This indicates HSP70 is an important radiation-resistance gene. However, this result came from the non-tumor cell experiment. Herein, we used Hep-2 cell line, which has a high expression level of endogenous HSP70 protein, to establish a laryngeal carcinoma xenograft model. The selleck compound HSP70 antisense oligos was used to block HSP70 expression. Our results showed that HSP70 antisense oligos treatment increased radiation sensitizing activity in xenograft tumors. These results suggested that HSP70 may play an important role as a radiotherapy-resistant gene in laryngeal carcinoma. It has been shown HSP70 could interact with selleck chemicals nucleolin (C23) and inhibit
H2O2-induced cleavage and degradation of C23 [10]. C23, a nonhistone nuclear RNA binding protein, plays an important role in maintaining the CBL-0137 balance between anti-apoptosis and pro-apoptosis [8, 9]. Our study has shown that blocking HSP70 expression could promote cleavage and degradation the expression of C23 on laryngeal carcinoma xenograft after radiotherapy. Nucleolin was cleaved and degraded during several apoptotic cell models. Previous
studies have showed radiotherapy could induce a typical apoptotic cell death by breaking nucleolin into fragmentations [17, 18]. Western-blot results of the cleavage and degradation of nucleolin showed that a cleaved band (80 kDa) of nucleolin appeared after radiotherapy by a Cyclooxygenase (COX) single dose of 5Gy. Cleavage and degradation of nucleolin was also observed in both group antisense and group random which indicated that cleavage and degradation of nucleolin was a typical response to laryngeal carcinoma xenograft damage caused by the radiotherapy. The over-expression of HSP70 inhibited cleavage and degradation of nucleolin, and induced radiotherapy resistance. Taken
together, our data suggested that cleavage and degradation of nucleolin were involved in the apoptosis induced by radiotherapy, HSP70 serve as an radiotherapy resistance gene by inhibiting the cleavage and degradation of nucleolin. Since the complex nature of the mechanisms in apoptosis and the multi-functionality of HSP70, there are still several questions remain to be answered inorder to address the role of HSP70 in radiation resistance.

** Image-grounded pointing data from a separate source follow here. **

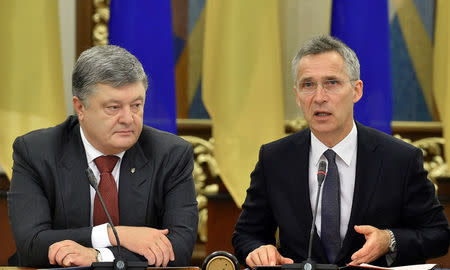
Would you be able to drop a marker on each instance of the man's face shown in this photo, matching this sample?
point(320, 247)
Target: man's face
point(328, 113)
point(112, 119)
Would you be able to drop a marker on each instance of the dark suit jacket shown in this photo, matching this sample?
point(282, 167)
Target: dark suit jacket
point(391, 191)
point(49, 199)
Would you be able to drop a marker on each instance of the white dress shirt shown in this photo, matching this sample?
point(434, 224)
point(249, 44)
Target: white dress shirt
point(99, 236)
point(346, 163)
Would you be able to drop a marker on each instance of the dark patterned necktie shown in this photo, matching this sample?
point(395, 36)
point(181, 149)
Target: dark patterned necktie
point(330, 224)
point(108, 191)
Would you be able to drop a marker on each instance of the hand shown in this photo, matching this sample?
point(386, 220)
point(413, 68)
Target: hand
point(266, 255)
point(151, 243)
point(377, 244)
point(70, 253)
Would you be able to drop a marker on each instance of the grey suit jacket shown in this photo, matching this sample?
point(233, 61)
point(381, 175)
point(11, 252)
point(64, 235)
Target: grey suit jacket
point(391, 191)
point(49, 198)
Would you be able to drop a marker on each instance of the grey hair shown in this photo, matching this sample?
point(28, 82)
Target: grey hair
point(108, 64)
point(322, 44)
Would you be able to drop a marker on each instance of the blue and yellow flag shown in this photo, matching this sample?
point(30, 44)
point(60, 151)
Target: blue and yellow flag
point(242, 85)
point(364, 27)
point(144, 28)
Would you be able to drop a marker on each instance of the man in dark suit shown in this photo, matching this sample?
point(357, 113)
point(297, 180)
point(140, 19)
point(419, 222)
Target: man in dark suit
point(55, 215)
point(376, 205)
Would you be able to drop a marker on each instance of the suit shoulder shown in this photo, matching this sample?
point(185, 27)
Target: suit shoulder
point(46, 137)
point(284, 144)
point(165, 141)
point(393, 144)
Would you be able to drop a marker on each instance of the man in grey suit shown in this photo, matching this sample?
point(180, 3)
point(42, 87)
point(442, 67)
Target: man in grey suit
point(55, 215)
point(376, 205)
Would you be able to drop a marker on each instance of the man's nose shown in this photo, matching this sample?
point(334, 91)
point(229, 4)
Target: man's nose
point(126, 115)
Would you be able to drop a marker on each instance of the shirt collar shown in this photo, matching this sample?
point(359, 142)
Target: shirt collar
point(344, 149)
point(91, 152)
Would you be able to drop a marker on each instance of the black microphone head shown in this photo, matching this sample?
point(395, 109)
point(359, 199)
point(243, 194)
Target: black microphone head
point(91, 177)
point(321, 172)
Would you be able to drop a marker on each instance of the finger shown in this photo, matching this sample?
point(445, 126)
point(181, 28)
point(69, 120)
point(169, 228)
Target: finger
point(52, 250)
point(165, 252)
point(150, 256)
point(255, 258)
point(263, 256)
point(168, 244)
point(67, 260)
point(62, 253)
point(364, 229)
point(158, 254)
point(272, 256)
point(249, 261)
point(55, 248)
point(284, 260)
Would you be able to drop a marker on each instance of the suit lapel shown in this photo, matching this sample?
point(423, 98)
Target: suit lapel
point(73, 182)
point(134, 186)
point(300, 191)
point(368, 169)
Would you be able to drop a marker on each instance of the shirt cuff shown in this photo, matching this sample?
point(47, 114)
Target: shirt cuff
point(106, 255)
point(99, 237)
point(390, 258)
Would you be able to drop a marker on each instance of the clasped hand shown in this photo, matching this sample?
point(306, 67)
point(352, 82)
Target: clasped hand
point(151, 243)
point(376, 245)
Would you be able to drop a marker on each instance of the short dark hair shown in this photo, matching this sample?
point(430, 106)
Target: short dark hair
point(108, 64)
point(327, 43)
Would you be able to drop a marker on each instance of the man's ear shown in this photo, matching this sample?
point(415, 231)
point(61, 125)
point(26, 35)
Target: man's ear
point(79, 107)
point(357, 91)
point(297, 96)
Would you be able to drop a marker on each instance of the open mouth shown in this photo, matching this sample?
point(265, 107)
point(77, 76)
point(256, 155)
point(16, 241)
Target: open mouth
point(322, 114)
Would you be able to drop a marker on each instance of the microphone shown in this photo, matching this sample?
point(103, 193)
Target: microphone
point(119, 262)
point(309, 264)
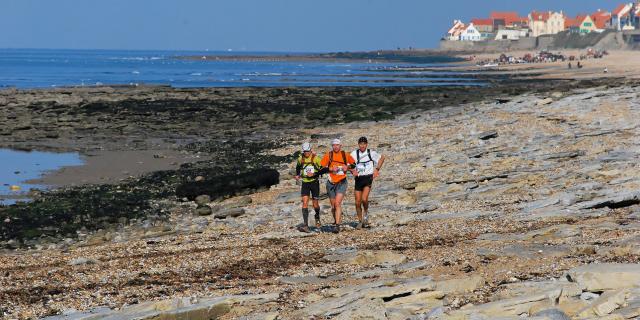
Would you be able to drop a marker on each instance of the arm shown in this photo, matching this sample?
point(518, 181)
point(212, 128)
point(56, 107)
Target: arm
point(376, 171)
point(298, 169)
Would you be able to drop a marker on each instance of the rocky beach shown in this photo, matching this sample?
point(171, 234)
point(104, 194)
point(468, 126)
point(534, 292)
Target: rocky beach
point(517, 199)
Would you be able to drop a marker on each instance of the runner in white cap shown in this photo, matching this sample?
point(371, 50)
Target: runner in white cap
point(308, 169)
point(368, 165)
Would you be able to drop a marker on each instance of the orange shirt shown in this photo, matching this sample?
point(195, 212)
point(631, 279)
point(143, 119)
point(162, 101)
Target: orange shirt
point(337, 161)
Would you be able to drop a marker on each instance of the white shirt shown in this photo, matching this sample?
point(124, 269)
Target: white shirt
point(366, 164)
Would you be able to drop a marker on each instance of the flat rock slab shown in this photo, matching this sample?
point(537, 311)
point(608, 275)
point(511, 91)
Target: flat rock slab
point(178, 308)
point(229, 213)
point(284, 235)
point(606, 276)
point(310, 279)
point(379, 258)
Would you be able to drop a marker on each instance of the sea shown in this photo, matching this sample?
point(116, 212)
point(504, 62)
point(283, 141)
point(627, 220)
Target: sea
point(46, 68)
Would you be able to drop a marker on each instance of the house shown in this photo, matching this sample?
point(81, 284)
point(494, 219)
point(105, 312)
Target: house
point(483, 25)
point(549, 22)
point(455, 31)
point(512, 34)
point(602, 19)
point(580, 24)
point(626, 16)
point(507, 20)
point(471, 34)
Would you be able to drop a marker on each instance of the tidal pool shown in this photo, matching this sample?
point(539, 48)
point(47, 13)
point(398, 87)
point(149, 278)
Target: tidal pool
point(18, 167)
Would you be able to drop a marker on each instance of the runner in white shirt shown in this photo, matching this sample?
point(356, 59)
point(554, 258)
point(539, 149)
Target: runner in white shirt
point(368, 165)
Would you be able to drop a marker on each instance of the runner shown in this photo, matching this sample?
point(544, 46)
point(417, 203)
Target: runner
point(308, 169)
point(368, 165)
point(338, 162)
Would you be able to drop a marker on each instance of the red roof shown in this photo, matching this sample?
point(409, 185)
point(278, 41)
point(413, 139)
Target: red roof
point(601, 18)
point(540, 16)
point(570, 22)
point(482, 22)
point(619, 10)
point(508, 17)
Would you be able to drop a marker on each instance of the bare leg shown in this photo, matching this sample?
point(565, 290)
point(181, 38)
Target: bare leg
point(333, 209)
point(365, 202)
point(305, 213)
point(359, 204)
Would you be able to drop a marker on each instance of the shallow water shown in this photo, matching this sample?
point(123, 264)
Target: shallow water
point(42, 68)
point(18, 167)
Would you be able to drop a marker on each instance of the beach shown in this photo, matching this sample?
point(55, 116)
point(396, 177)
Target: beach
point(496, 201)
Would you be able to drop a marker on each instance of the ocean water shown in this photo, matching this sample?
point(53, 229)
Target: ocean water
point(18, 167)
point(44, 68)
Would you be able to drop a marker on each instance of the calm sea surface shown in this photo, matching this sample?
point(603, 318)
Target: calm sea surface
point(40, 68)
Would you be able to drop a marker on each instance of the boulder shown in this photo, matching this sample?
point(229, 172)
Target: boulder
point(203, 199)
point(229, 213)
point(204, 211)
point(605, 276)
point(605, 304)
point(81, 261)
point(544, 102)
point(460, 285)
point(552, 314)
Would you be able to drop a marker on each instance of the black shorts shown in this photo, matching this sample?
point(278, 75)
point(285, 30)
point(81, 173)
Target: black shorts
point(312, 188)
point(363, 181)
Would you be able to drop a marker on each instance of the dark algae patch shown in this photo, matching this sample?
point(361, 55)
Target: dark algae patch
point(233, 128)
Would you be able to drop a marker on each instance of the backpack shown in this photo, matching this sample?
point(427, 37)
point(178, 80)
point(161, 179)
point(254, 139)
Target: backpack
point(303, 164)
point(358, 156)
point(344, 157)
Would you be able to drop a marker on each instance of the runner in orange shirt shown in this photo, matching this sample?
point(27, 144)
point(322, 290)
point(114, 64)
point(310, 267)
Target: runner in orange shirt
point(338, 162)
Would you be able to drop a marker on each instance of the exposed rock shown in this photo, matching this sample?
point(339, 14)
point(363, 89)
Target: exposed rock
point(552, 314)
point(488, 135)
point(81, 261)
point(545, 101)
point(606, 276)
point(178, 308)
point(230, 213)
point(605, 304)
point(378, 258)
point(204, 211)
point(229, 185)
point(203, 199)
point(461, 285)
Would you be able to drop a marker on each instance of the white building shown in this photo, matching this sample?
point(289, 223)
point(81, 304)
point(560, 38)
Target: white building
point(455, 31)
point(471, 34)
point(512, 34)
point(546, 23)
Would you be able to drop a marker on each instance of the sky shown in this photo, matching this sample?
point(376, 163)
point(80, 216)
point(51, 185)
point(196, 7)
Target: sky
point(250, 25)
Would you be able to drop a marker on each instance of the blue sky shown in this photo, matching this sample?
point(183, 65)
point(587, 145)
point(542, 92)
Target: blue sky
point(254, 25)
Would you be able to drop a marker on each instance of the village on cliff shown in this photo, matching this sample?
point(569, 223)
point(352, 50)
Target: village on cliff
point(512, 26)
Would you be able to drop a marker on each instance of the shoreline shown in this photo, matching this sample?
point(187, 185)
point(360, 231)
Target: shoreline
point(450, 206)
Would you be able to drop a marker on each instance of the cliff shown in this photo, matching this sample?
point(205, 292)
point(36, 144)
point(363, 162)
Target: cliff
point(608, 40)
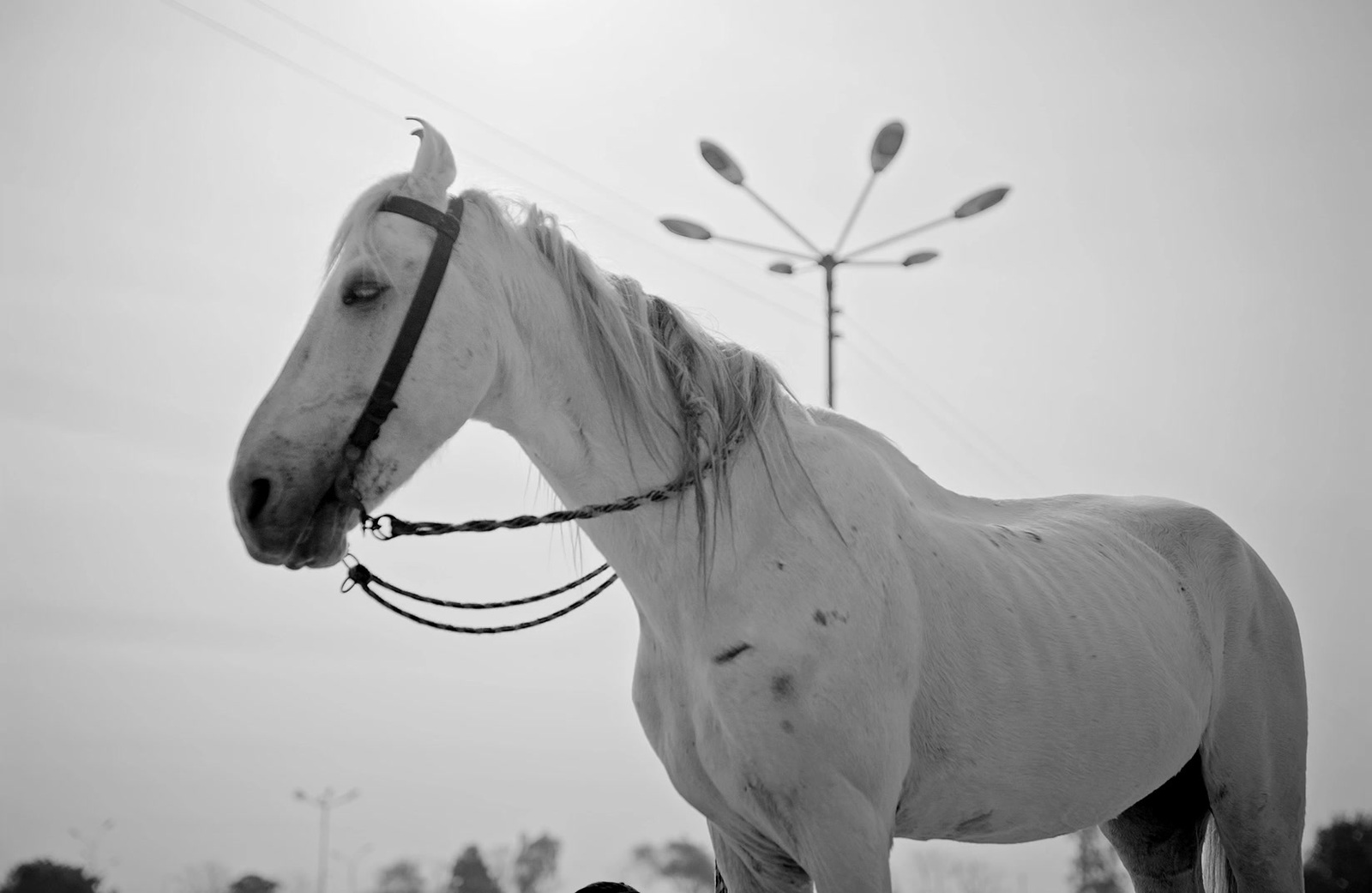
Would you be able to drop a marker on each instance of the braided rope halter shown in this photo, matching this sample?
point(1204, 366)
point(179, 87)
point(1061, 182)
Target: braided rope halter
point(382, 402)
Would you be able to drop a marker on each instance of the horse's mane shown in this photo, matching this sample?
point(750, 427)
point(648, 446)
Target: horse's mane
point(720, 396)
point(642, 348)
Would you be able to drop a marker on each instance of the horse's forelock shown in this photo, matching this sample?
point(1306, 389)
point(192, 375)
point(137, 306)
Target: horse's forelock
point(360, 215)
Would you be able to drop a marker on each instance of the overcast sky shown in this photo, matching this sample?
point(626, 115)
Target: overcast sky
point(1170, 302)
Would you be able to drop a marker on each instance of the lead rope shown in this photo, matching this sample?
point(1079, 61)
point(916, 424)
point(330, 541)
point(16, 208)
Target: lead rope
point(386, 527)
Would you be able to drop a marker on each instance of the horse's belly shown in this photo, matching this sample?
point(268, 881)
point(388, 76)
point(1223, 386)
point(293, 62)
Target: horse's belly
point(1050, 771)
point(1084, 704)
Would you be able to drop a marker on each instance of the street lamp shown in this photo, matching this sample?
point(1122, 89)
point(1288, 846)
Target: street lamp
point(326, 803)
point(882, 153)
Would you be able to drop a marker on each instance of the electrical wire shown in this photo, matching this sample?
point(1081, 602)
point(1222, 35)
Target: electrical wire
point(393, 116)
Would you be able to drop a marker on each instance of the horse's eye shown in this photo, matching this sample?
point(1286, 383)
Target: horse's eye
point(363, 293)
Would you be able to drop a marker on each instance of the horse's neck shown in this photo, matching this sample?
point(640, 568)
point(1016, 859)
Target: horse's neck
point(556, 409)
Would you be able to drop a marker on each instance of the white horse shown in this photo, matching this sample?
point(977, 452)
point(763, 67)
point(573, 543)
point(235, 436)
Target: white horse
point(834, 650)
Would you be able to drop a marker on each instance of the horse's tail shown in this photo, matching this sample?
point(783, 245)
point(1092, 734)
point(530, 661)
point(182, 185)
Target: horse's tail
point(1216, 874)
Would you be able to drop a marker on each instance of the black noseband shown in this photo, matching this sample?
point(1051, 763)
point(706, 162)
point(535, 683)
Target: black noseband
point(446, 228)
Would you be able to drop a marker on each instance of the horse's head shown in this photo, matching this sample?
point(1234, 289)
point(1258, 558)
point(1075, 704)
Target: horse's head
point(285, 482)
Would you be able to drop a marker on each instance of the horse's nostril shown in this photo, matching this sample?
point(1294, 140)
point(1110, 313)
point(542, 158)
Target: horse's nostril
point(258, 492)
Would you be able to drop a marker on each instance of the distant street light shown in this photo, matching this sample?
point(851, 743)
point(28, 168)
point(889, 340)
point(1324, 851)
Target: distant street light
point(882, 153)
point(326, 803)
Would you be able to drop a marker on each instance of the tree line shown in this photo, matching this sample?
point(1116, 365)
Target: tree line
point(1339, 862)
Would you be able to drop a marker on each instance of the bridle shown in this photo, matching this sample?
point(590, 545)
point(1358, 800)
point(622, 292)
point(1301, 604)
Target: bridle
point(448, 226)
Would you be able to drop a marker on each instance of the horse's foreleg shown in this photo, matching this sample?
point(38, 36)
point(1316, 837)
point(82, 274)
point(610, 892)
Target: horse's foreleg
point(1253, 752)
point(843, 842)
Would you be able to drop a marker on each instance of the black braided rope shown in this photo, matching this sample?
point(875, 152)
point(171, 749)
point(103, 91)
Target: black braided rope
point(364, 579)
point(395, 527)
point(358, 574)
point(361, 576)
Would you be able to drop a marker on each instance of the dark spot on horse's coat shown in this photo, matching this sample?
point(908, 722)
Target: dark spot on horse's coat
point(731, 653)
point(822, 618)
point(976, 824)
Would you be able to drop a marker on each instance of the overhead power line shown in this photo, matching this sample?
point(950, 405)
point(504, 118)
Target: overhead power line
point(390, 114)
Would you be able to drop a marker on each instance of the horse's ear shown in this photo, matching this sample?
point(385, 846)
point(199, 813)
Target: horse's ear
point(434, 166)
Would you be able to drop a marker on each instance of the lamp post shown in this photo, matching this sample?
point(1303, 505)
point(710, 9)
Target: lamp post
point(882, 151)
point(326, 803)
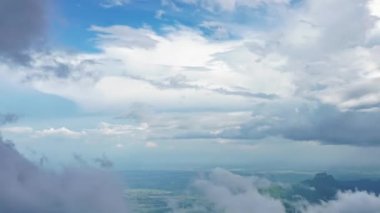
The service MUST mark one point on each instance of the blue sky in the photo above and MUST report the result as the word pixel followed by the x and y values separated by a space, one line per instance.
pixel 182 84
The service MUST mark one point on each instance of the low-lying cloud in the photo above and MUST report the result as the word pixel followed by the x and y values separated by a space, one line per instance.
pixel 232 193
pixel 26 188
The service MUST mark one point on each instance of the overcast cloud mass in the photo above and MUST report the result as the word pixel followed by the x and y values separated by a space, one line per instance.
pixel 185 84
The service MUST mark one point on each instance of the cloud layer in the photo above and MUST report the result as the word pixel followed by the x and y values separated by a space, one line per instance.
pixel 29 189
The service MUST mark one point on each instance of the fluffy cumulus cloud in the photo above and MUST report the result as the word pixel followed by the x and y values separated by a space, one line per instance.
pixel 309 76
pixel 7 118
pixel 229 192
pixel 233 193
pixel 27 188
pixel 231 5
pixel 22 26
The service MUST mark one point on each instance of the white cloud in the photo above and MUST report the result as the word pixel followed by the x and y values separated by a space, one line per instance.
pixel 231 5
pixel 114 3
pixel 151 145
pixel 177 70
pixel 17 129
pixel 122 129
pixel 232 193
pixel 63 131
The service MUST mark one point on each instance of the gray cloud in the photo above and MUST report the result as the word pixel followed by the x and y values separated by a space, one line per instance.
pixel 305 122
pixel 347 202
pixel 25 188
pixel 22 24
pixel 8 118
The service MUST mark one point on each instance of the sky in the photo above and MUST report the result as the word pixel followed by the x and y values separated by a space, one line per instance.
pixel 186 84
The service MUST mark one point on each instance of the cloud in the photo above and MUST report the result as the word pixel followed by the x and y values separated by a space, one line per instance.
pixel 347 202
pixel 114 3
pixel 29 189
pixel 63 131
pixel 232 5
pixel 104 162
pixel 310 121
pixel 8 118
pixel 22 27
pixel 151 145
pixel 233 193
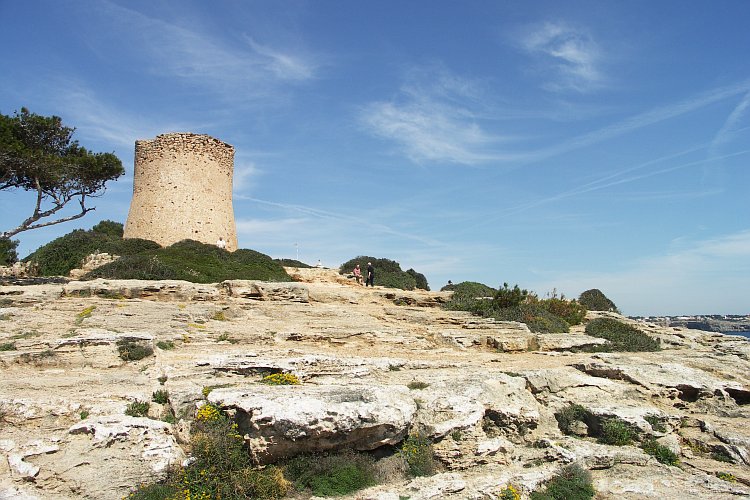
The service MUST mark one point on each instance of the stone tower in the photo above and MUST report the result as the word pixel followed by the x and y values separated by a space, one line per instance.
pixel 182 189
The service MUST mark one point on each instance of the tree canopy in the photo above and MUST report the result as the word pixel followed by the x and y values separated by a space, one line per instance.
pixel 38 154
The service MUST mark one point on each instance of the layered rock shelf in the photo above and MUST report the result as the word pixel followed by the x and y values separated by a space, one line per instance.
pixel 375 364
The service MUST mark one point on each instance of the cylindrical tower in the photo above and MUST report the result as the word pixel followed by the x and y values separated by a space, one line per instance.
pixel 182 189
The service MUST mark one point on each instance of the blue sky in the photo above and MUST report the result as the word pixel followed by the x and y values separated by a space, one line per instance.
pixel 557 145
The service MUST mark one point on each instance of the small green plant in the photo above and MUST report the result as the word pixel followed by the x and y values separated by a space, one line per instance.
pixel 656 423
pixel 572 483
pixel 615 432
pixel 222 468
pixel 417 385
pixel 281 379
pixel 663 454
pixel 721 455
pixel 161 396
pixel 334 474
pixel 165 345
pixel 416 450
pixel 726 476
pixel 130 350
pixel 568 416
pixel 137 408
pixel 509 493
pixel 219 316
pixel 86 313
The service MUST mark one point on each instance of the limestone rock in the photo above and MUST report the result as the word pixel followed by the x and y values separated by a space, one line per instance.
pixel 289 420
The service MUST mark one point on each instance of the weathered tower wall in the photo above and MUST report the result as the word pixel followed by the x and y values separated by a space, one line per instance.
pixel 182 189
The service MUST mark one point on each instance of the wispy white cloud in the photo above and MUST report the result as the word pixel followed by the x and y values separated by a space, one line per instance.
pixel 709 274
pixel 436 121
pixel 245 69
pixel 572 54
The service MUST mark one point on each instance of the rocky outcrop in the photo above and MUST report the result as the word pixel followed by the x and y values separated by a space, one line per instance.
pixel 375 366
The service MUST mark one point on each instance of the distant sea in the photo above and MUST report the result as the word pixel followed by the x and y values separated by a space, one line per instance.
pixel 743 334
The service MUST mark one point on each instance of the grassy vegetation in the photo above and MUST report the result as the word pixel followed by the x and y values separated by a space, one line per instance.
pixel 334 474
pixel 131 350
pixel 616 432
pixel 281 379
pixel 416 450
pixel 595 300
pixel 551 315
pixel 65 253
pixel 196 262
pixel 221 468
pixel 661 453
pixel 137 408
pixel 622 337
pixel 568 416
pixel 142 259
pixel 572 483
pixel 388 273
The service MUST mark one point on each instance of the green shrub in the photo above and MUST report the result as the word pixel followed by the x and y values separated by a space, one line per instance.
pixel 595 300
pixel 331 474
pixel 615 432
pixel 293 263
pixel 569 310
pixel 419 279
pixel 622 337
pixel 568 416
pixel 109 228
pixel 506 297
pixel 661 453
pixel 388 273
pixel 8 254
pixel 281 379
pixel 137 408
pixel 221 469
pixel 572 483
pixel 161 396
pixel 416 450
pixel 8 346
pixel 63 254
pixel 536 317
pixel 196 262
pixel 130 350
pixel 466 294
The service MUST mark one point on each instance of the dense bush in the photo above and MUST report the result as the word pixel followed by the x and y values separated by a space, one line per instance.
pixel 65 253
pixel 331 474
pixel 196 262
pixel 622 337
pixel 595 300
pixel 388 273
pixel 571 311
pixel 515 304
pixel 8 253
pixel 572 483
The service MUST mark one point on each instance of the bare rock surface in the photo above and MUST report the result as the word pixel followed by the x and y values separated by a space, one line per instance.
pixel 375 364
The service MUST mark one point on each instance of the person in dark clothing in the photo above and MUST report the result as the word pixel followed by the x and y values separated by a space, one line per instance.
pixel 370 275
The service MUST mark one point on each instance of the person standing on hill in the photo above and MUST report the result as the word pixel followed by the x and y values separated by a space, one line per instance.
pixel 370 275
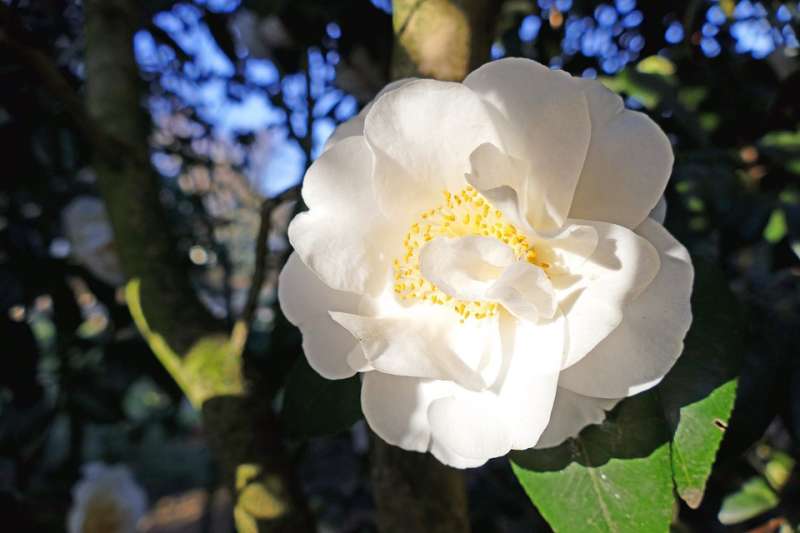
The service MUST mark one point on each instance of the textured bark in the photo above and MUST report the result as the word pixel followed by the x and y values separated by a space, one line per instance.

One interesting question is which domain of HSP70 is involved in the cleavage and degradation of nucleolin. It will also be interesting to know if nucleolin plays an essential role in radiation induced apoptosis. A nucleolin overexpression and knock-out model will be highly valuable to address this issue. The role of each HSP70 functional domain in protecting C23 are still yet to be determined.